I had a new electrical socket wired in once the old work surface was removed as we had a long stretch of work surface with no socket and it was crying out for one. We replaced all the sockets with plain, simple, cheap white sockets. They blend in nicely to the white tile and don’t scream out at you.
I chose to go with a black composite sink from B&Q (no longer on sale but similar here) and a fabulous Black and Silver tap from Screwfix. The contrast with the white tile, white worktop and the black induction hob, it all works really nicely together. The black and white of that side of the kitchen also works fabulously with my upcycled Sideboard from Muck’n’Brass and it ties the two halves of the room together.
The tap is my favourite thing in the whole kitchen. It come off and acts as a hosepipe and has two power settings. The other accessible feature is that the on/off lever is at the bottom of the tap, and not the top. This means it’s easily accessible from a wheelchair, less stretching and the hosepipe function helps him clean dishes as he can get closer to the water.
I put up some very budget shelves from IKEA – the shelves were £1.90 each and the black brackets were 50p each! Trouble is, our clock was in that corner and we keep looking up to that area for the time! The clock will go in the blank space above the table shortly.
I repainted all the walls with new, fresh Dulux White Mist paint (instead of the old Brilliant White). The White Mist has a very vague hint of pinky tones in and it does look slightly different than the bluey tones of the Brilliant White.
My other mistake was the IKEA Sinnerlig Pendants. I love these pendants. I love the black cord, the warm rattan and the simple shape. I just didn’t realise how BIG they are. I have about 3cm clearance above my head, and anyone taller will walk into them. They just dominate the room and I might yet move them to the bedrooms and replace them with something smaller and less head-bangingly low!
Kitchens are an expensive room to renovate and but the amount we paid for this kitchen refurb has given us a brand new room for a few more years.
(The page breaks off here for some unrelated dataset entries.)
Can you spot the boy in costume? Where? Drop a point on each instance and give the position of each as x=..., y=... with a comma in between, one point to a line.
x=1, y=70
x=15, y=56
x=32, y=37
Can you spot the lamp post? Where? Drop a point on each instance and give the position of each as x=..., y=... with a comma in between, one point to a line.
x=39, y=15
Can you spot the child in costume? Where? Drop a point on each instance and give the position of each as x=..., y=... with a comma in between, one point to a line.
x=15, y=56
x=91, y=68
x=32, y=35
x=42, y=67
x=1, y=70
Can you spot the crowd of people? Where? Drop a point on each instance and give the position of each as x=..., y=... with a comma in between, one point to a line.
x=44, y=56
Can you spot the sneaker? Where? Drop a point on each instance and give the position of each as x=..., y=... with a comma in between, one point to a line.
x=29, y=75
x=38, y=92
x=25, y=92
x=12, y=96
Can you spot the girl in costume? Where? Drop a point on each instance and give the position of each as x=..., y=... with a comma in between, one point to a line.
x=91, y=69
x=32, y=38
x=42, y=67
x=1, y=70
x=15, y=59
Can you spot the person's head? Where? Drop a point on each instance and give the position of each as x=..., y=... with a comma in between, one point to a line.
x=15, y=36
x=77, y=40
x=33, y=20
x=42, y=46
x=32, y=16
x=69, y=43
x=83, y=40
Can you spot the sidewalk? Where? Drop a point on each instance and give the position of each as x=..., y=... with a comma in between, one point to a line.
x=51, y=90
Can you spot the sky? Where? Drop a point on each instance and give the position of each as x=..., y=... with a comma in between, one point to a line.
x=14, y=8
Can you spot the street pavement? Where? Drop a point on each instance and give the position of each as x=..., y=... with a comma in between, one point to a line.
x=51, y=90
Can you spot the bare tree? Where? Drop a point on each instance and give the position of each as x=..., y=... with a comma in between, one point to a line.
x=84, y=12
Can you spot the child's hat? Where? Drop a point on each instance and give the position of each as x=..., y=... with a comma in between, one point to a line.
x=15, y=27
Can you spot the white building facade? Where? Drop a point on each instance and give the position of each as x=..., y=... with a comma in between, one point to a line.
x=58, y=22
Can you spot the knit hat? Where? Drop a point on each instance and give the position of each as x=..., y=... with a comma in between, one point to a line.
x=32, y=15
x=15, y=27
I’m thrilled with it.
The total costs for the renovation were like this (note this is not a sponsored post, this was all fully paid for by us).
- Worktops – £600
- Tiles, edging, adhesive and grout – £130
- Paint – £100
- Pendant Lights – £90
- Curtains – £50 from Next (but we had a voucher left over from Christmas!)
- Shelving – £5.80
- Sink – £160
- Tap – £79
- Sockets – £25
- LED – £60
Total (excluding labour) – £1300
Have you got any ideas for budget kitchen makeovers? Let me know in the comments!